We will attempt to resolve any complaint relating to the provision of the Braintree services or to the Payment Services Agreement via our customer service center. In addition, you may make a complaint to the following:

  1. European Consumer Centre (ECC-Net). You may obtain further information regarding the ECC-Net and how to contact them at ( http://ec.europa.eu/consumers/redress_cons/ ). Only for Micro-enterprises.
  2. UK Financial Ombudsman Service (FOS). For UK resident Users only - the FOS is a free, independent service, which might be able to settle a complaint between you and us. You may obtain further information regarding the FOS and contact the FOS at http://www.financial-ombudsman.org.uk. Only for Micro-enterprises with seat in UK.
  3. Commission de Surveillance du Secteur Financier (CSSF). The CSSF is the authority responsible for the prudential supervision of companies in the financial sector in Luxembourg. You can contact the CSSF at 110 Route d’Arlon L-2991 Luxembourg. You may obtain further information regarding the CSSF and how to contact them at: http://www.cssf.lu.

EXHIBIT C

"Activation Date": has the definition ascribed to such term in Section 8.

“Agreement”: means this Braintree Payment Services Agreement, including all exhibits and other agreements and documents incorporated herein.

"Associations": has the definition ascribed to such term in Section 6.01.

"Association PCI-DSS Requirements": has the definition ascribed to such term in Section 6.01.

“Bank Account”: means the bank account that you specify, according to Exhibit A, 1.02, to receive your Payout Amounts.

“Braintree Dashboard” is the web view where you can access, view and create your Braintree Transactions (“Control Panel”).

“Braintree Payment Service”: has the definition ascribed to such term in Section 1.01.

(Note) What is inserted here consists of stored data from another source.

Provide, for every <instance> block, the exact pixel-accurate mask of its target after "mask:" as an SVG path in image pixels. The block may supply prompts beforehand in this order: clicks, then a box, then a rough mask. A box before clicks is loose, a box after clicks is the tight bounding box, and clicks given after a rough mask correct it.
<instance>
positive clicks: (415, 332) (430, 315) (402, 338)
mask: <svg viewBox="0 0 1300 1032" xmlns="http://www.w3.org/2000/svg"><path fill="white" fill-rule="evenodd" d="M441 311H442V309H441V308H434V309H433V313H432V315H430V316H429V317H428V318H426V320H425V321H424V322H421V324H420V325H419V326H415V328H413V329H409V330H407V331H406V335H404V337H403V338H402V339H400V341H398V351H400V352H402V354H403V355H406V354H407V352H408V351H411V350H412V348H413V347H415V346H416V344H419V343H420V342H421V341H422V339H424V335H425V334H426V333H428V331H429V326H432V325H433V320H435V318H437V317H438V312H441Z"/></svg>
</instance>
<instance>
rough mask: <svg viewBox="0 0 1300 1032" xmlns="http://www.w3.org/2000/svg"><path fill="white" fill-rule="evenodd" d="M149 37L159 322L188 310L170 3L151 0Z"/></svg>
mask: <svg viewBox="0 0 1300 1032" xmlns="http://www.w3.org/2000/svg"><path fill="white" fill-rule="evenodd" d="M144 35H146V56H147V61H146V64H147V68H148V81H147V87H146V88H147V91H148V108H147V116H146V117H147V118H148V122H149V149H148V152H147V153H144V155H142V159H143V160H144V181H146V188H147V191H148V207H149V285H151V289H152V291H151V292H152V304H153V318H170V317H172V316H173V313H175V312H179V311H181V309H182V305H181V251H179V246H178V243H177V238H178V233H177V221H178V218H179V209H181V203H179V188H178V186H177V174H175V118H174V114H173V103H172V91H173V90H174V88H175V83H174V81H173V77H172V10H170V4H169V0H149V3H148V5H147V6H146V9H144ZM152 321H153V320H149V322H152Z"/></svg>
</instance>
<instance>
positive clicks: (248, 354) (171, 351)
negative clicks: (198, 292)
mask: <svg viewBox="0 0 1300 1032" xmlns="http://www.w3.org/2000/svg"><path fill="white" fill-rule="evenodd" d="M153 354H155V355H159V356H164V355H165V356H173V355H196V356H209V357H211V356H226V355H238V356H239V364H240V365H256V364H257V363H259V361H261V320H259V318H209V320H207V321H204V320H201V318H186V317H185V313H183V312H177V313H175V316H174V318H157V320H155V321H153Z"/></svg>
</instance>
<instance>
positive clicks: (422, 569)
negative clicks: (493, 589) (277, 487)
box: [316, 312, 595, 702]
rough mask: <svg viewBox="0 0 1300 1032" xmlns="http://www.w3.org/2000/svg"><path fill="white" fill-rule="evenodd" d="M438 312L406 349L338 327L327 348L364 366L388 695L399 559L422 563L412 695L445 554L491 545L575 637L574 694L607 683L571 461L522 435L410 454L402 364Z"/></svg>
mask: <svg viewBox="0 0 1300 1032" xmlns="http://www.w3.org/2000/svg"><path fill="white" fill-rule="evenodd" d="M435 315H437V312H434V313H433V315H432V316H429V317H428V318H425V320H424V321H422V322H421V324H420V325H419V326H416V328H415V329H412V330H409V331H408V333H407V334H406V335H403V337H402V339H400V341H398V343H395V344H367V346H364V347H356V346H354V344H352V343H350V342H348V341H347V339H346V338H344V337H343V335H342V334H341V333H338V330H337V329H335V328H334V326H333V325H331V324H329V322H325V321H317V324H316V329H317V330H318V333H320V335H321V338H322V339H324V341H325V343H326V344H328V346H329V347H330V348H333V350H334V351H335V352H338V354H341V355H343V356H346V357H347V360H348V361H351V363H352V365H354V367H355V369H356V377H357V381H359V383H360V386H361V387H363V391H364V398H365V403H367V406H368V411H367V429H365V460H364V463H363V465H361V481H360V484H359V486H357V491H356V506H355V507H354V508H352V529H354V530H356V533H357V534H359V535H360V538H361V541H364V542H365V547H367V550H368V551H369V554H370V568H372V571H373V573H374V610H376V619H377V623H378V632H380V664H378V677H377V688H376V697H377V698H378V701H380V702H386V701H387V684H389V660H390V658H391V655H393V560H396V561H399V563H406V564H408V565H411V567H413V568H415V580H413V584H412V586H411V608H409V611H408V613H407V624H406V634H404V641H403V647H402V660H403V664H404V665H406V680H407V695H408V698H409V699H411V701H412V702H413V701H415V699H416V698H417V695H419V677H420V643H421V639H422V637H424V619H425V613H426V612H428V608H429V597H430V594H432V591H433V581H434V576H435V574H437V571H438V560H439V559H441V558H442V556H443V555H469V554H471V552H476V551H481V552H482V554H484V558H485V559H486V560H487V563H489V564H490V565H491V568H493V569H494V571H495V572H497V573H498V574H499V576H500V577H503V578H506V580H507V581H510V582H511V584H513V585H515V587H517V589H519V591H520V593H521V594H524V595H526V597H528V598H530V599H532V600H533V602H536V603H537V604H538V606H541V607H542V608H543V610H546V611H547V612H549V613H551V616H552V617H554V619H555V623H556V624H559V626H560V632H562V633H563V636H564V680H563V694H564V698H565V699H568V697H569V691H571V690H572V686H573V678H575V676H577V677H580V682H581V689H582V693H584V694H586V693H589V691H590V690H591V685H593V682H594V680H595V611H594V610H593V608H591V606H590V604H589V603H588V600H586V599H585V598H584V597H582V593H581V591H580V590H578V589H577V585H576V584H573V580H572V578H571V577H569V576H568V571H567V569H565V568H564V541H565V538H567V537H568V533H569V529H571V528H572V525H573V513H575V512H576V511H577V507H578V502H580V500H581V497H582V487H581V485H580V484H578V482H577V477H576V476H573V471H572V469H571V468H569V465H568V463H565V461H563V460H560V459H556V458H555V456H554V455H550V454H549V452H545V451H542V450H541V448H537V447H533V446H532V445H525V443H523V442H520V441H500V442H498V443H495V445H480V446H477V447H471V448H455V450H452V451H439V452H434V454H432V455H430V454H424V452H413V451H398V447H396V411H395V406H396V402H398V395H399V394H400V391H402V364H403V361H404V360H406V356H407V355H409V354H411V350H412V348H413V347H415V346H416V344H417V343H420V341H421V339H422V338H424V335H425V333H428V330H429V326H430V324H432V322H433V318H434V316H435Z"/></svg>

“Business Day” means a day where banks are generally open in Luxembourg.

"Cardholder Information": has the definition ascribed to such term in Section 6.01.

"Chargeback" means a challenge to a payment that a buyer files directly with his or her credit card issuer or company.

“Gateway Services”: has the definition ascribed to such term in Section 1.01.

“Intellectual Property”: has the definition ascribed to such term in Section 6.03.

“Intellectual Property Rights”: has the definition ascribed to such term in Section 6.03.

“Invalidated Payment”: has the definition ascribed to such term in Section 4.

“Merchant” or “you”: means the entity and/or individual who enters into this Agreement.

“PayPal” or “Braintree”: means PayPal (Europe) S.à r. l. et Cie, S.C.A., a limited liability partnership registered as number R.C.S. Luxembourg B 118 349 having a registered office at 22-24 Boulevard Royal, L-2449, Luxembourg.

“Payment Processing Services”: has the definition ascribed to such term in Section 1.01.

“Payout Amount”: means any amount due and recorded by the acquiring bank as a Transaction (less the sum of all Refund Transactions, Chargebacks, Reversals and any applicable charges or fees).

“Reversal”: means any payment that Braintree may in exceptional cases have to reverse to your customer because the payment: (a) violates the Acceptable Use Policy, or which we reasonably suspect of violating the Acceptable Use Policy; and/or (b) has been categorized by Braintree’s risk models as involving a as a risky payment required to be reversed to mitigate the risk associated with the payment. The term “Reversed” shall be construed accordingly.

“Refund Transaction” is any refund issued by you through the Braintree Dashboard or through your API access.

“Reserve” means an amount or percentage of your Payout Amounts that we hold in order to protect against the risk of Reversals, Chargebacks, or any other risk, exposure and/or liability related to your use of the Braintree Payment Services.

“Restricted Activities” any breaches of our Acceptable Use Policy and any activity specified in Section 4.01

“SEPA” means Single European Payments Area.

“Trademarks”: has the definition ascribed to such term in Section 6.05.

“Transaction”: means any proceeds from settled card transactions initiated by you that are received by Braintree from your acquiring bank. A Transaction shall be deemed to be complete when we have control of the funds related to the applicable transaction.

“Transaction Data”: has the definition ascribed to such term in Section 6.02.